# Computational Theory - Shane Walsh - G00406694

## Task 1: Binary Representations
Create four functions in Python, demonstrating their use with examples and tests.
1. The function rotl(x, n=1) that rotates the bits in a 32-bit unsigned integer to the left n places.

2. The function rotr(x, n=1) that rotates the bits in a 32-bit unsigned integer to the right n places.

3. The function ch(x, y, z) that chooses the bits from y where x has bits set to 1 and bits in z where x has bits set to 0.

4. The function maj(x, y, z) which takes a majority vote of the bits in x, y, and z.

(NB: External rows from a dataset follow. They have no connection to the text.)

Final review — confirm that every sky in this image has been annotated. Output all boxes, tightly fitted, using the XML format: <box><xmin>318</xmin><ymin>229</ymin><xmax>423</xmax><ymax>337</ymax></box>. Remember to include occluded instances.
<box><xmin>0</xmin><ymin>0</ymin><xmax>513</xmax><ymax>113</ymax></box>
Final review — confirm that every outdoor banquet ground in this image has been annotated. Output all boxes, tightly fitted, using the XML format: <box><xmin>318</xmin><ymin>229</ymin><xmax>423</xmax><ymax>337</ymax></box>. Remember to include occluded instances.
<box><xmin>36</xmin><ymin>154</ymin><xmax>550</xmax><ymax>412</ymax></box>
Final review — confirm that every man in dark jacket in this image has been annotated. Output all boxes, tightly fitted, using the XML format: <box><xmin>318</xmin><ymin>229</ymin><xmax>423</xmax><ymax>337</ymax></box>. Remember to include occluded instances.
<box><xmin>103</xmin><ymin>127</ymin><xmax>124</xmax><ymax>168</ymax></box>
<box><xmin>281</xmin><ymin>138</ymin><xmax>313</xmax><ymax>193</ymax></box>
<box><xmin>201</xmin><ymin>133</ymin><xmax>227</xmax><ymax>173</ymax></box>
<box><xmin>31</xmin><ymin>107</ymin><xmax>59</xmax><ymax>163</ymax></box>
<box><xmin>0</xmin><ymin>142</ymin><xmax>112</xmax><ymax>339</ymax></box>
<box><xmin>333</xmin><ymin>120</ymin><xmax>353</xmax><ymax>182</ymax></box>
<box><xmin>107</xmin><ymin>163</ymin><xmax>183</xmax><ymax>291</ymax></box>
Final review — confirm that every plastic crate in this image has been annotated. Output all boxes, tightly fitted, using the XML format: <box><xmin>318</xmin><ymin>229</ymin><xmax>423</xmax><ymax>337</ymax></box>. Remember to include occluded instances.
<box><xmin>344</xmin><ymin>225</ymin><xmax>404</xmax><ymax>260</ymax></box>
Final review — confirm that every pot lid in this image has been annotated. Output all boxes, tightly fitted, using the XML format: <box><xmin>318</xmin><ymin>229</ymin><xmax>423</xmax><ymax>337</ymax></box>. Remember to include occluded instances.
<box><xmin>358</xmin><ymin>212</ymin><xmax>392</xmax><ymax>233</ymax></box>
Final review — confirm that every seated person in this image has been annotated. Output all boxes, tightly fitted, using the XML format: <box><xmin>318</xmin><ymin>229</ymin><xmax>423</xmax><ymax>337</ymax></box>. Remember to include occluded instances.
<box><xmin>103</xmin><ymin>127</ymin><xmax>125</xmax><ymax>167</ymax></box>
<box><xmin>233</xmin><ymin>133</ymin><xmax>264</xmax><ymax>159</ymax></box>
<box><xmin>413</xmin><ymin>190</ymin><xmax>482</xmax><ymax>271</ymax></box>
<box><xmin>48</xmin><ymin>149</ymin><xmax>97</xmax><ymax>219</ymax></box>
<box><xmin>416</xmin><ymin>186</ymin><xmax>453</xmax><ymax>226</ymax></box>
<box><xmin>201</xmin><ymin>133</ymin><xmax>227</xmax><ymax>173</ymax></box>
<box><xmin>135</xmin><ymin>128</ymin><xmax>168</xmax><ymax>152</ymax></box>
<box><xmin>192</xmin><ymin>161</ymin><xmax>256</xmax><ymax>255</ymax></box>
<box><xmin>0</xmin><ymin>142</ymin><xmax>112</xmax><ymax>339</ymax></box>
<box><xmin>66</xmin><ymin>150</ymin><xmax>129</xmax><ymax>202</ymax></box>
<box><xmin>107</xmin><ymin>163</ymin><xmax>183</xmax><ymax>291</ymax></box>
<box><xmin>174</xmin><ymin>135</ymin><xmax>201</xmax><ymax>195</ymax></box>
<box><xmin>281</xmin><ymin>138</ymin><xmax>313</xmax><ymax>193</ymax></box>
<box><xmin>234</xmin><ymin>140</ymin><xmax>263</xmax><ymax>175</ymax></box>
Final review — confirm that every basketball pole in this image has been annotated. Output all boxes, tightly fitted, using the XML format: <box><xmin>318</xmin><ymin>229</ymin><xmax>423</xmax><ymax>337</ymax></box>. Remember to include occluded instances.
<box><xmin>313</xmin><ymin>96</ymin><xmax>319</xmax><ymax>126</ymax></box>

The output should have a 1 in bit position i where at least two of x, y, and z have 1's in position i.
All other output bit positions should be 0.

## 1. The function rotl(x, n=1)

This function goes through a process of rotating bits in a 32-bit unsigned integer to a direction. In this case, to the left by a a set number (such as 1 or 2) of positions. To implement this, we first need to understand the syntax for Bitwise shifting.

Bitwise left shift is <<
Bitwise right shift is >>

In [14]:
# Bitwise shifting of a number
x = 0b1100
print("Base value of X: " + bin(x)) # Base value
print("Shifted to the left by 2: " + bin(x << 2)) # Shift left by 2
print("Shifted to the right by 2: " + bin(x >> 2)) # Shift right by 2


Base value of X: 0b1100
Shifted to the left by 2: 0b110000
Shifted to the right by 2: 0b11


Now its important that to avoid losing any bits during the shift process, we can avoid this with what's known as masking. This ensures that our result doesn't grow larger by mistake and maintains the 32 bit size of my result.

In [1]:
# Masking examples here
x = 0b1100

The final step to tie this together is bitwise operations, which are your classic AND, OR, NOT and XOR gates. These allow us to control our results dynamically......

In [2]:
# Examples of bitwise operations
x = 0b1100
y = 0b1010
print(bin(x & y)) # Bitwise AND
print(bin(x | y)) # Bitwise OR
print(bin(x ^ y)) # Bitwise XOR
print(bin(~x)) # Bitwise NOT

0b1000
0b1110
0b110
-0b1101


In the end our rotation function looks like the following. It shifts bits left by n positions with (x << n). It then shifts bits that would be lost when shifting left, to the right with (x >> (32 - n)). We put an OR operator between these to combine them. Lastly, we use an AND operator to bring in our masking for ensuring to result stays at 32 bits. 

In [3]:
import numpy as np
import math

def rotl(x, n=1):
    return ((x << n) | (x >> (32 - n))) & 0xFFFFFFFF # << shifts the bits to left, >> shifts the bits to right.

x = 0b1100
print(f'rotl(0b1100, 2): {bin(rotl(x, 2))}')
print(f'rotl(0b1100, 3): {bin(rotl(x, 3))}')

rotl(0b1100, 2): 0b110000
rotl(0b1100, 3): 0b1100000


# Demonstrating the use of Rotl(x, n=1) 

## 2. The function rotr(x, n=1)

In [4]:
def rotr(x, n=1):
    return (x >> n) | ((x << (32 - n)) & 0xFFFFFFFF)

x = 0b1100

# Test the function.
print(f'rotr(0b1100, 2): {bin(rotr(x, 2))}')

rotr(0b1100, 2): 0b11


## 3. The function ch(x, y, z)

For this function we need to make use of bit selection logic using bitwise operators on our chosen binary values. In this particular implementation: 

- For each bit position of x being 1, we choose the associated or corresponding bit from y.
- For each bit position of x being 0, we choose the corresponding bit from z.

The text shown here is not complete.